Stuffed Peppers
The stuffing for these peppers comes in the form of rice and grated tofu. Both ingredients make for an awesome, blank slate that can then be flavored with aromatics and spices. The result is very savory and texturally very pleasing, almost meaty in a way.
Stuffed Peppers
makes 6 stuffed peppers
1/2 cup white rice
sea salt
olive oil
1 yellow onion, diced
4 garlic cloves, minced
1 tablespoon tomato paste
1 tablespoon nutritional yeast
1 teaspoon smoked paprika
1/2 teaspoon cumin
1/4-1/2 teaspoon cayenne pepper
freshly ground black pepper
15 oz block extra firm tofu, pressed and grated on the large hole side of a box grater
1 tablespoon tamari
1 cup grated, meltable cheese (I used Miyoko’s vegan mozzarella)
6 bell peppers
about 4 cups vegetable broth or water (or marinara/crushed canned tomatoes)

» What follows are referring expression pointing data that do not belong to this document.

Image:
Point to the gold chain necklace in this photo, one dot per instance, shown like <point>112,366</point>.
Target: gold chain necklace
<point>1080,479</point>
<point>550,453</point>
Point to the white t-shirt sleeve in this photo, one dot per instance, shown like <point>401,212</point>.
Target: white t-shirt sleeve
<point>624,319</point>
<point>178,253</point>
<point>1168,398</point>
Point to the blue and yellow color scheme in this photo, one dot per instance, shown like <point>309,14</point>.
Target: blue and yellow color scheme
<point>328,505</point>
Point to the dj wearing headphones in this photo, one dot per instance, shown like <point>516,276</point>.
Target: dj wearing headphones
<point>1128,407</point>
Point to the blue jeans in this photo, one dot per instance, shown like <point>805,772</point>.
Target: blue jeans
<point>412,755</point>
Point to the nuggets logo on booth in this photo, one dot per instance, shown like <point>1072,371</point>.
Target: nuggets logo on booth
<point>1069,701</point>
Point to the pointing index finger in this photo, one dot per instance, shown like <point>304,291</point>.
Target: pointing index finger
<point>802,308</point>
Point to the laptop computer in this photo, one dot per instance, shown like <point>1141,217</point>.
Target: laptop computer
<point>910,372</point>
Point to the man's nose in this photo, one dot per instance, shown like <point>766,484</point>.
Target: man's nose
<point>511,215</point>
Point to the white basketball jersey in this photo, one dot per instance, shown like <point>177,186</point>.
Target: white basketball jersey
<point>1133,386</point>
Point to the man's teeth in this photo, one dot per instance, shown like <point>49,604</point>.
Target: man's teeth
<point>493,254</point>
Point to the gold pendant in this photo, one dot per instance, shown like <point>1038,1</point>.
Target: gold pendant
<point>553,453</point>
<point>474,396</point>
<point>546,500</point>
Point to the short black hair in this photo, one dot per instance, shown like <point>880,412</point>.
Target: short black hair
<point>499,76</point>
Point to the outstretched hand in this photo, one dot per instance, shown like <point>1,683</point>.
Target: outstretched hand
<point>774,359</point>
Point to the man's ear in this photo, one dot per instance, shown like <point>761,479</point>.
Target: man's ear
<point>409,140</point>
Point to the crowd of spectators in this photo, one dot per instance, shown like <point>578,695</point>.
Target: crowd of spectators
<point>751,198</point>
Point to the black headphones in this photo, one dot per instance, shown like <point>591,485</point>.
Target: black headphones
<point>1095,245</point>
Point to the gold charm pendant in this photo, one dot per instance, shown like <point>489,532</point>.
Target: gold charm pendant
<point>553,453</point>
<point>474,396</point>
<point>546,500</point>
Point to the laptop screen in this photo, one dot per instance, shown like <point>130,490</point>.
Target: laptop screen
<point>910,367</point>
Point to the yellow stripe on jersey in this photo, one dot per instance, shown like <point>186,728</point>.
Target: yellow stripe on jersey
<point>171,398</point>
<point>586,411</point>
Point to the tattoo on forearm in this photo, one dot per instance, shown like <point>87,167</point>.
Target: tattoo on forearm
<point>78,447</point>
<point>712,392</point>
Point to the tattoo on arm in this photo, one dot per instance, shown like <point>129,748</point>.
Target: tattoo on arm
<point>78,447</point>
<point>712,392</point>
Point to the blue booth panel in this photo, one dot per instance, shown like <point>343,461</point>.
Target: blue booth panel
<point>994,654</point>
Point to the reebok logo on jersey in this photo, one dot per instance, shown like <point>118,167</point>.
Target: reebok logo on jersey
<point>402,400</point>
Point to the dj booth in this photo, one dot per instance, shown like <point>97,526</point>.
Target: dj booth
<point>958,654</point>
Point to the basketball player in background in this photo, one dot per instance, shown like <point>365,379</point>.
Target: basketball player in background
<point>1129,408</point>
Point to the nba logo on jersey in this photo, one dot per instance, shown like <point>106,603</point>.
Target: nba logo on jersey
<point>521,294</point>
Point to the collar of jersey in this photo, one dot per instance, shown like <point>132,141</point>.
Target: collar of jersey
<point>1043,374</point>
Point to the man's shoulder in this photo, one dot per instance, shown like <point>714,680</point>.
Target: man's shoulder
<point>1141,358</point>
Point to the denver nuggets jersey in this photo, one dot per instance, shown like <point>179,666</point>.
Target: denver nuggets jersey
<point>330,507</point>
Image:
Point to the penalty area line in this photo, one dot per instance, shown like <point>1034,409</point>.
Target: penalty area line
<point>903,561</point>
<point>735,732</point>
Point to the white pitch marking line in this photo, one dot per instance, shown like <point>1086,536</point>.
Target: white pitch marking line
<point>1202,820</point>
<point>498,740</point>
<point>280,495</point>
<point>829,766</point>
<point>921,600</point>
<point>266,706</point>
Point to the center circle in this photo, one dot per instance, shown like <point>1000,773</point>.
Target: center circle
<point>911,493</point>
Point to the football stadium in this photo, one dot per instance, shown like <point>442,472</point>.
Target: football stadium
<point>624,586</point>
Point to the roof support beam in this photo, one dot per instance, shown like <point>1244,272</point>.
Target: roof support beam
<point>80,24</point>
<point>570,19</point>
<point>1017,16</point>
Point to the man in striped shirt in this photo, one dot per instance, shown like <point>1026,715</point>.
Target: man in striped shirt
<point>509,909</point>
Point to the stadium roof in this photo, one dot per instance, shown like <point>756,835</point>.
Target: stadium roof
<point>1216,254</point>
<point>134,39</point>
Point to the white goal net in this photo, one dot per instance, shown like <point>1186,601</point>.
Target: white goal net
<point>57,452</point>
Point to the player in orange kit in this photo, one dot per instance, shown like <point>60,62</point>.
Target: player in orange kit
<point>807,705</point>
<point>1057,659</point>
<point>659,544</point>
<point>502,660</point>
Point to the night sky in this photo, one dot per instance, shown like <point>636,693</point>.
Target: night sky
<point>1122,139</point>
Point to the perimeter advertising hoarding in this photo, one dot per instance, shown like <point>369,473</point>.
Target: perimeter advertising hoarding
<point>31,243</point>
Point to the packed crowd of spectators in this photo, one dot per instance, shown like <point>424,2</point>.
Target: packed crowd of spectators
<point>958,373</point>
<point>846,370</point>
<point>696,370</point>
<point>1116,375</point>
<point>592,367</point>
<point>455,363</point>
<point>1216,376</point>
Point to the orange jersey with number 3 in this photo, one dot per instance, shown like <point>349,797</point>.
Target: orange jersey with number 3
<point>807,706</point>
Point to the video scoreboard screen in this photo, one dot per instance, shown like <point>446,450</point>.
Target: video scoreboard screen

In a small pot, combine the rice with 3/4 cup of water and a pinch of salt. Bring to a simmer and simmer, covered for 15 minutes. Turn off the heat and let the rice sit and steam for another 10-15 minutes. Fluff the rice with a fork.
Heat a large skillet over medium heat. Add enough olive oil to generously coat the bottom. Add the onion and a pinch of salt, saute for 7 minutes, until soft and translucent. Add the garlic and stir it around for 30 seconds or until fragrant. Add the tomato paste, nutritional yeast, smoked paprika, cumin, cayenne, and plenty of black pepper. Saute for a few minutes, until the spices are fragrant and the tomato paste is slightly caramelized. Add the tofu and another generous pinch of salt, stir to incorporate. Spread the tofu mixture out in an even layer in the skillet and let it brown, stirring periodically, for about 10-15 minutes. Add the cooked rice and tamari, stir to incorporate. Taste the mixture for salt and adjust if needed, it should be very well seasoned. Let cool slightly, then mix in about half of the cheese, reserving the rest for topping the peppers.
Preheat the oven to 350° (175° C). Inspect your bell peppers for steadiness and trim down the bottoms bumps if needed, to make the peppers more steady. Cut the very top of the stem ends off the peppers, to open them up. Use a spoon to scoop out the seeds and membranes. Spoon the tofu-rice mixture into the peppers, dividing it evenly between them.
Use a baking dish with a lid, a Dutch oven, or a cast iron skillet covered with tin foil for roasting the peppers. Add the stuffed peppers to your cooking vessel of choice. Add enough broth/water/marinara to go about halfway up the peppers. Cover and roast for 1 hour. Take the cover off and top the peppers with the reserved cheese. Roast for 30 more minutes. To brown the tops, put the peppers under a broiler for a few minutes or turn up the heat to 425° F (220° C) during the last 10 minutes of roasting. Enjoy the peppers warm :)
Intuitive Cooking Takeaways
The tofu and rice stuffing is like a blank slate and can be flavored so many different ways. If you happen to have a family recipe for stuffed peppers (or just a traditional recipe you really like) that you’d like to make plant-based, try incorporating the spices from that recipe when making this tofu-rice stuffing. You might end up with something very close to the original.